LONDON, Jan 6 (Reuters) - British gas prices turned down early on Wednesday, putting an end to a strong rally early this week, as supply rose, including input from Norway, to more than offset strong heating demand.
Gas for Thursday stood at 43.10 pence per therm ($6.88 per mmbtu) by 1000 GMT, down 3.4 pence from day ahead contracts late on Tuesday. February shed 0.65 pence to 36.85 pence and March was down 1.05 pence at 36.20 pence. “There’s plenty of supply,” said a trader. “It’s cold weather, but the system is long. People are confident the system can cope. It is the coldest day so far (this winter) and the weather can get milder from where we are now.” Data from the National Grid showed the system was long early on Wednesday, with Norwegian supply via the Langeled pipeline back up at around 70 million cubic metres per day and more input from continental Europe via Interconnector and BBL pipelines.
The Rough storage facilities were also running at full capacity, adding more than 40 million cubic metres.

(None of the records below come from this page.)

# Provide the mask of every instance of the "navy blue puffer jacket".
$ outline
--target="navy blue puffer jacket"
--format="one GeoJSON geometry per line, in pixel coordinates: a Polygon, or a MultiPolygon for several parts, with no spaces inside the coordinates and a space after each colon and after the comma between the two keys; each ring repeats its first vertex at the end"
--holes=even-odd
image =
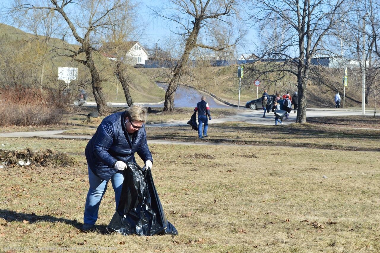
{"type": "Polygon", "coordinates": [[[130,140],[124,123],[125,113],[117,113],[104,118],[86,146],[89,167],[95,175],[107,181],[119,171],[114,168],[116,162],[135,161],[135,153],[144,162],[153,161],[145,127],[135,132],[130,140]]]}

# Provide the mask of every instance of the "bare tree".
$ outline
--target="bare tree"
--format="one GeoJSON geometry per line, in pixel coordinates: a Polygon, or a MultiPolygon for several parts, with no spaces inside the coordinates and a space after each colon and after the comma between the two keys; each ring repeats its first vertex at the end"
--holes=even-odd
{"type": "Polygon", "coordinates": [[[69,45],[64,48],[57,49],[60,55],[72,59],[85,66],[91,76],[92,92],[99,115],[108,113],[108,108],[102,91],[103,78],[96,64],[100,37],[112,24],[123,21],[110,20],[110,16],[120,11],[127,5],[128,0],[49,0],[44,2],[16,0],[13,11],[28,12],[36,10],[51,10],[60,16],[67,26],[66,33],[62,39],[68,42],[73,39],[79,46],[69,45]]]}
{"type": "Polygon", "coordinates": [[[125,64],[124,59],[126,53],[132,45],[128,41],[135,38],[131,35],[139,34],[141,31],[138,30],[139,27],[143,27],[138,25],[138,22],[133,19],[133,13],[136,12],[138,7],[138,5],[127,2],[119,8],[119,11],[108,14],[107,18],[111,24],[104,33],[104,42],[100,49],[101,53],[111,54],[113,57],[114,61],[110,62],[111,68],[120,81],[128,106],[133,103],[129,90],[130,84],[133,80],[125,71],[130,66],[125,64]],[[112,21],[114,20],[120,21],[113,22],[112,21]]]}
{"type": "MultiPolygon", "coordinates": [[[[239,6],[234,0],[172,0],[170,1],[170,14],[156,13],[159,16],[176,23],[182,32],[177,32],[184,39],[183,47],[179,59],[175,62],[172,77],[165,94],[164,111],[174,109],[174,93],[182,75],[188,67],[192,53],[197,48],[221,51],[231,46],[230,45],[212,45],[207,38],[212,27],[213,21],[218,21],[218,25],[231,25],[229,18],[237,17],[236,8],[239,6]],[[200,38],[201,35],[201,38],[200,38]]],[[[214,23],[214,24],[215,24],[214,23]]]]}
{"type": "Polygon", "coordinates": [[[260,28],[262,33],[268,32],[266,29],[269,27],[274,32],[269,33],[271,44],[267,45],[260,56],[261,59],[271,59],[276,63],[268,71],[277,72],[283,78],[286,73],[296,76],[297,123],[306,122],[312,58],[323,49],[320,46],[324,37],[342,20],[345,1],[258,0],[249,8],[255,13],[251,16],[253,24],[260,28]],[[274,23],[277,24],[275,27],[274,23]]]}

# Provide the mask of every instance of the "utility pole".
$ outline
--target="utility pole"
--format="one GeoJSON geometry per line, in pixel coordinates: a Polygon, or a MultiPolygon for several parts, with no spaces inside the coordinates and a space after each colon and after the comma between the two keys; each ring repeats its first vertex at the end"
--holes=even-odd
{"type": "Polygon", "coordinates": [[[366,113],[366,16],[363,18],[363,62],[361,76],[361,113],[366,113]]]}
{"type": "Polygon", "coordinates": [[[160,39],[158,39],[158,40],[157,41],[157,42],[156,42],[156,50],[155,50],[155,51],[156,51],[156,60],[157,60],[157,51],[158,50],[158,40],[160,40],[160,39]]]}

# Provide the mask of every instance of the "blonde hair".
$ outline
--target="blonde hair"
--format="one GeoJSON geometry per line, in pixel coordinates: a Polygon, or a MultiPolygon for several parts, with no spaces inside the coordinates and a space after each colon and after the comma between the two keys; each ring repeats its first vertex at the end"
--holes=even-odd
{"type": "Polygon", "coordinates": [[[148,110],[137,104],[133,104],[127,109],[125,117],[131,122],[137,121],[145,123],[148,119],[148,110]]]}

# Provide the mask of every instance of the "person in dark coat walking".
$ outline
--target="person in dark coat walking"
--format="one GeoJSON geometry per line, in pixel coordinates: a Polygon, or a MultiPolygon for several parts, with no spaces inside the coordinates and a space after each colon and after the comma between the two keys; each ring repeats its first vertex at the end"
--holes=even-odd
{"type": "Polygon", "coordinates": [[[196,104],[196,107],[194,109],[194,111],[198,112],[198,136],[202,138],[203,137],[208,137],[207,135],[207,129],[209,127],[209,122],[207,119],[211,120],[211,115],[210,113],[210,107],[209,103],[206,102],[206,97],[202,96],[200,102],[196,104]],[[203,136],[202,136],[202,125],[204,124],[203,128],[203,136]]]}
{"type": "Polygon", "coordinates": [[[264,109],[264,115],[263,115],[263,118],[266,118],[265,117],[265,113],[266,112],[266,106],[268,104],[268,100],[267,99],[266,97],[264,97],[261,102],[261,105],[263,107],[263,109],[264,109]]]}
{"type": "Polygon", "coordinates": [[[294,113],[297,113],[297,109],[298,107],[298,92],[297,91],[294,92],[294,95],[291,98],[291,103],[294,107],[294,113]]]}
{"type": "Polygon", "coordinates": [[[137,153],[146,168],[152,168],[153,159],[148,147],[144,123],[147,110],[134,104],[125,111],[104,118],[86,146],[85,153],[89,170],[90,188],[84,207],[82,230],[93,229],[98,219],[101,199],[111,180],[115,192],[116,210],[119,205],[127,163],[136,162],[137,153]]]}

Asked about the rapid withdrawal of gas from storage facilities over the past several days, a spokesman from Centrica said they were about 70 percent full, which was higher than this time last year.
Sam Laidlaw, chief executive of Centrica, said: “While we are...watching the situation closely, the evidence is that the UK gas market is currently operating well in the face of severe weather and unprecedented demand.
“In the last few years over 10 billion (pounds) has been invested to create UK import capacity that now exceeds our own North Sea peak production. We now have more diverse and resilient infrastructure to manage supply and demand.”
Earlier this week, prompt gas prices climbed to highs not seen since February last year as the cold spell was expected to last until late in January, while input from Norway had dropped, following a gas leak at Troll field. [ID:nLDE60310S]
No comment was immediately available from Dragon LNG terminal, from which supply was low at around 3 million cubic metres. Yet data from Reuters showed no LNG tanker has arrived at the terminal since December 9. The National Grid put Wednesday demand for gas at 448 million cubic metres, down slightly from 449 million —- or the highest level ever — projected for Tuesday.
Along the curve, prices were also soft. The 2010 second quarter was down 0.70 pence at 33.20 pence and the 2010 summer slipped 0.70 pence to 33.30 pence. In the power market, prices were soft in line with gas prices.
Baseload electricity for Thursday stood at 43.50 pounds per megawatt hour, compared with 44.50 pounds for day ahead contracts late on Tuesday. February was 38.35 pounds, against 39 pounds, and March at 37.85 pounds, against 38.30 pounds.